Increase Contributor-Friendliness (CLA/DCO/Open)

[ghost]

As we are looking into sandboxing ContainerSSH per request of some of our users and contributors, we are evaluating licensing as well as the CLA and DCO process required by the CNCF IP Policy.

Proposal

Currently, we require neither a CLA nor DCO. We understand the need for compliance and attribution, though, and would therefore like to propose another process for CLAs:

1. Organizations on GitHub can have a CLA repository which includes one file including the CLA text and its signatories below the text
2. A new contributor to the organization is requested to add their GitHub username to the CLA via a pull request on GitHub
3. When merging the pull request, a bot automatically adds the pull request number next to the contributor's username

This process is quick, lightweight, automated, can be performed via GitHub's user interface, and does not save unnecessary personal data. The addition of the PR number next to the username (signature) makes it easier to find the PR where the user added their username themselves.

Background

The DCO process does not allow for easy editing via the web interface, which is frequently used for small fixes. If a user does not know or forgets about signing off, which can happen with every subsequent PR even with regular contributors, they will have to clone the repository and force push with their signature applied. In addition, the DCO does not provide additional value to our project, our contributors, and our users, as it does not seem to be legally enforceable and there is no other benefit to our community, since any contribution already includes the contributor's name, e-mail address, and commit ID, allows adding co-authors and is therefore clearly attributable. A DCO for our projects seems redundant and unnecessarily complicates contributions, depriving us of several small fixes contributed by end users.

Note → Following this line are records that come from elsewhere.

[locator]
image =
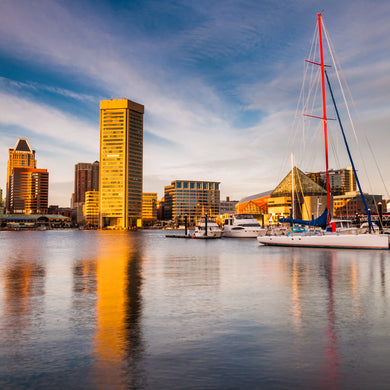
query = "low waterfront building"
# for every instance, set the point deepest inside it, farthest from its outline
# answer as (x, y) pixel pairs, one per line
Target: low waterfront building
(191, 198)
(34, 221)
(227, 206)
(257, 205)
(297, 196)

CNCF's current CLA process requires contributors to expose a large amount of personal data and sign a PDF which is then sent via e-mail or physical mail, both of which are time-consuming and hostile to people who want to contribute while protecting their privacy.

---

We would be very grateful if the CNCF considered this or another approach and are happy to provide the GitHub tooling for it.

[ghost]

It's also worth noting that organizational CLAs are typically a bureaucratic process to get signed and are not conducive to easy contributions. The CLA added to the repository should account for that and be lightweight enough for the occasional contributor to sign themselves, making a representation that they are either owners, or have permission to contribute the code. Developer Certificate of Origin would be a good contender with the process outlined above instead of a required signature on each commit.

[dims]

@sanjacodes FYI, there is a new UI/UX for CLA, please see https://easycla.lfx.linuxfoundation.org/ ( Kubernetes has already switched to this easycla! - https://github.com/kubernetes/community/blob/master/CLA.md )

[ghost]

@dims thank you for your answer. If I'm reading this correctly, this still exposes the contributor email address to the CNCF and Docusign. Is that correct?

It also seems to introduce quite a bit of red tape for corporate contributors.

[ghost]

Thanks for the quick reply, @dims! Our main concern with our ContainerSSH community in particular is that we are in contact with several compliance-heavy institutions using it (telcos, government, research) and we know from their comments that it would take them months to get anything signed.

Exposing all e-mail addresses they have on their profile is also not what we would want for them. The EasyCLA bot and DocuSign seem to get access to all e-mail addresses as opposed to just the one they would want to use for their contribution.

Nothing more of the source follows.